Message/Author 


I have a data set with a censored variable, and wonder if there are any options in MPlus that might let me handle this. Thanks. 


There has been a discussion of censored variables on Mplus Discussion this week under the heading of Growth Modeling of Longitudinal Data: Growth Models For Censored Data. I think the information there may answer your questions. 
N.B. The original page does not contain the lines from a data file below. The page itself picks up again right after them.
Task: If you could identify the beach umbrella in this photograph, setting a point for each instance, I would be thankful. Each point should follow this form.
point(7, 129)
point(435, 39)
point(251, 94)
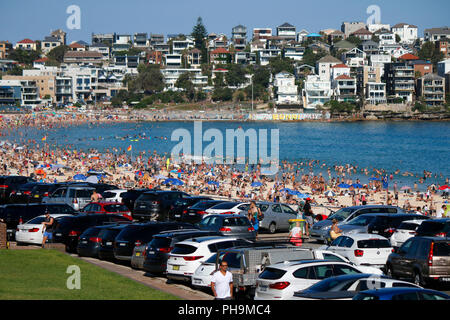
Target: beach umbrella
point(329, 193)
point(174, 182)
point(344, 185)
point(79, 177)
point(92, 179)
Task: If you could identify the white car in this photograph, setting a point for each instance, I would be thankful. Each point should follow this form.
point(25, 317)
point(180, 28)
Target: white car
point(346, 286)
point(114, 195)
point(203, 275)
point(404, 231)
point(187, 255)
point(280, 281)
point(32, 231)
point(363, 249)
point(229, 208)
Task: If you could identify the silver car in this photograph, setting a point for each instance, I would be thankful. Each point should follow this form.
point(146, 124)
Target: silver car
point(319, 230)
point(75, 196)
point(276, 216)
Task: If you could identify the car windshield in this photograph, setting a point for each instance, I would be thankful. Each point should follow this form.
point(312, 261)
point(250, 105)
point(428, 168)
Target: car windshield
point(362, 220)
point(115, 208)
point(341, 214)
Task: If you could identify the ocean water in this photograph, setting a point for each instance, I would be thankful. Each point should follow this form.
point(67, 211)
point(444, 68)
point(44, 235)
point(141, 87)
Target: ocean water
point(406, 146)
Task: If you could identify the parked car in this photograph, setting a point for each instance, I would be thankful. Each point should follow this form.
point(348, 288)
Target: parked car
point(434, 228)
point(32, 232)
point(114, 195)
point(401, 294)
point(155, 205)
point(70, 228)
point(181, 205)
point(229, 207)
point(187, 255)
point(108, 236)
point(158, 250)
point(422, 259)
point(378, 223)
point(107, 207)
point(363, 249)
point(319, 230)
point(16, 214)
point(129, 197)
point(280, 281)
point(345, 287)
point(89, 241)
point(9, 184)
point(196, 213)
point(276, 216)
point(137, 234)
point(406, 229)
point(232, 225)
point(30, 192)
point(76, 196)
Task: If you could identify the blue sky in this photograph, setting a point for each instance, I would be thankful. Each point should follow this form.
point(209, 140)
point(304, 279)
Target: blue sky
point(35, 18)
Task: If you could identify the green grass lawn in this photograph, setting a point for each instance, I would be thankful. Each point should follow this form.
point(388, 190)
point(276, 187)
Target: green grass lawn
point(41, 274)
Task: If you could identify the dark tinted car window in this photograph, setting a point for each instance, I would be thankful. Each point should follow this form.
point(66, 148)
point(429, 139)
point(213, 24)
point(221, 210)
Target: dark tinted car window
point(373, 243)
point(441, 249)
point(183, 249)
point(272, 274)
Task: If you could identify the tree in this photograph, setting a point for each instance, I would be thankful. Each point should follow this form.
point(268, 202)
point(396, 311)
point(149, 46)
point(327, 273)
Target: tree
point(235, 75)
point(58, 53)
point(199, 34)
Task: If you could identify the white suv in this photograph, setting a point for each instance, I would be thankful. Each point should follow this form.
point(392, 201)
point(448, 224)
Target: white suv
point(363, 249)
point(187, 255)
point(280, 281)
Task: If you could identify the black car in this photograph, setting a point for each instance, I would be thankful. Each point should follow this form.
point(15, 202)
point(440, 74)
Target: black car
point(31, 192)
point(90, 241)
point(159, 248)
point(195, 213)
point(140, 233)
point(70, 228)
point(108, 236)
point(9, 184)
point(181, 205)
point(385, 224)
point(14, 214)
point(434, 228)
point(129, 197)
point(155, 205)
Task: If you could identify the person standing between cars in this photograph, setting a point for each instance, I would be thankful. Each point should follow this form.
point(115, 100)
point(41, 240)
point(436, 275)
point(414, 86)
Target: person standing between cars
point(48, 225)
point(254, 215)
point(222, 283)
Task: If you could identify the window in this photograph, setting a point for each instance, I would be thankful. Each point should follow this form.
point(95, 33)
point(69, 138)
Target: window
point(343, 269)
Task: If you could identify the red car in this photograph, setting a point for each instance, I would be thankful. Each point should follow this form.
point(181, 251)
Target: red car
point(107, 207)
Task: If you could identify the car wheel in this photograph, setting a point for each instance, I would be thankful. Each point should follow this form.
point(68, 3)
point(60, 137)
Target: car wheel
point(418, 280)
point(272, 228)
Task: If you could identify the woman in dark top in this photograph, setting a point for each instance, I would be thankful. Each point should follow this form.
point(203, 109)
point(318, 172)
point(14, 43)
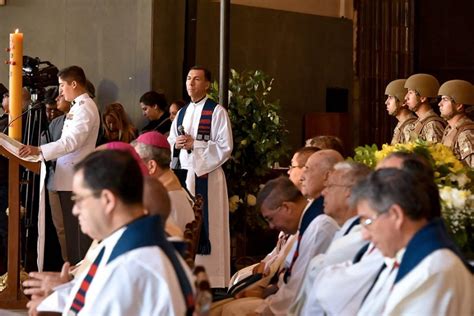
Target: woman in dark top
point(155, 109)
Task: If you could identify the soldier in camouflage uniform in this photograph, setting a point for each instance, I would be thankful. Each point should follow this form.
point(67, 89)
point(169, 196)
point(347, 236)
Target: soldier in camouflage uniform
point(456, 95)
point(422, 89)
point(396, 92)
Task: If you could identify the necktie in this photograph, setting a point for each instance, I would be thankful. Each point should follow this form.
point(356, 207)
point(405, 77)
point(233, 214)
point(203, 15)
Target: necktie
point(293, 260)
point(80, 297)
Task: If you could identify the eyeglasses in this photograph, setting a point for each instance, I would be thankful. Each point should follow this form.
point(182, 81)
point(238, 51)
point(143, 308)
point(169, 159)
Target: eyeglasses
point(78, 199)
point(370, 220)
point(293, 167)
point(447, 99)
point(335, 185)
point(269, 219)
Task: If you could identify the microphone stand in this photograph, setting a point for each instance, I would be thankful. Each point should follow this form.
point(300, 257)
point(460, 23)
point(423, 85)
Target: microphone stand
point(36, 125)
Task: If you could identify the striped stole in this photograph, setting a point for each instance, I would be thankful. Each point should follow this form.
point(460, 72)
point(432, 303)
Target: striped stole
point(80, 297)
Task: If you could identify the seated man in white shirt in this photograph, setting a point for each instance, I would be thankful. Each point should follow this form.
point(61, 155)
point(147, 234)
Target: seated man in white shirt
point(269, 264)
point(284, 207)
point(154, 149)
point(424, 273)
point(348, 240)
point(339, 289)
point(135, 271)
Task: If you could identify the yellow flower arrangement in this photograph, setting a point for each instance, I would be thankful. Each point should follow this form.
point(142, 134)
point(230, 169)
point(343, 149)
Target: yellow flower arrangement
point(455, 182)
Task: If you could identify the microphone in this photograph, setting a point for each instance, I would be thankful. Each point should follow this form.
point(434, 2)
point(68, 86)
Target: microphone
point(34, 106)
point(182, 133)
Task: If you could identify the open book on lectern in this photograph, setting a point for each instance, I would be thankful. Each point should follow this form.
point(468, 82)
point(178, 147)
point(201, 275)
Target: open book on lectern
point(13, 146)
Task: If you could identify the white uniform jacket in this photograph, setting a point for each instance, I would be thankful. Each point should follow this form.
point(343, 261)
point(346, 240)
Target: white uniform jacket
point(78, 139)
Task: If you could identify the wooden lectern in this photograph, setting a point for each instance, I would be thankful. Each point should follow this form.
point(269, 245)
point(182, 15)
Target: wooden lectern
point(12, 297)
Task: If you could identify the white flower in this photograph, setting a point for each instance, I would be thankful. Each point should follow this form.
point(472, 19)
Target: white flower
point(251, 200)
point(234, 203)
Anonymous posted on Tuesday, March 22, 2005  2:58 pm



Hi, I am trying to solve a 5 equations system of simultaneous tobit models and would like to know if Mplus can handle before i buy it. Many Thanks 

bmuthen posted on Tuesday, March 22, 2005  3:21 pm



Yes, Tobit is available for general SEM, latent variable models in Mplus. Not only by weighted least squares estimation, but also by ML. And for ML not only the classic Tobit (classic censorednormal), but also limitinflated censorednormal as well as 2part (semicontinuous) modeling a la Olsen & Schafer (2001) in JASA. 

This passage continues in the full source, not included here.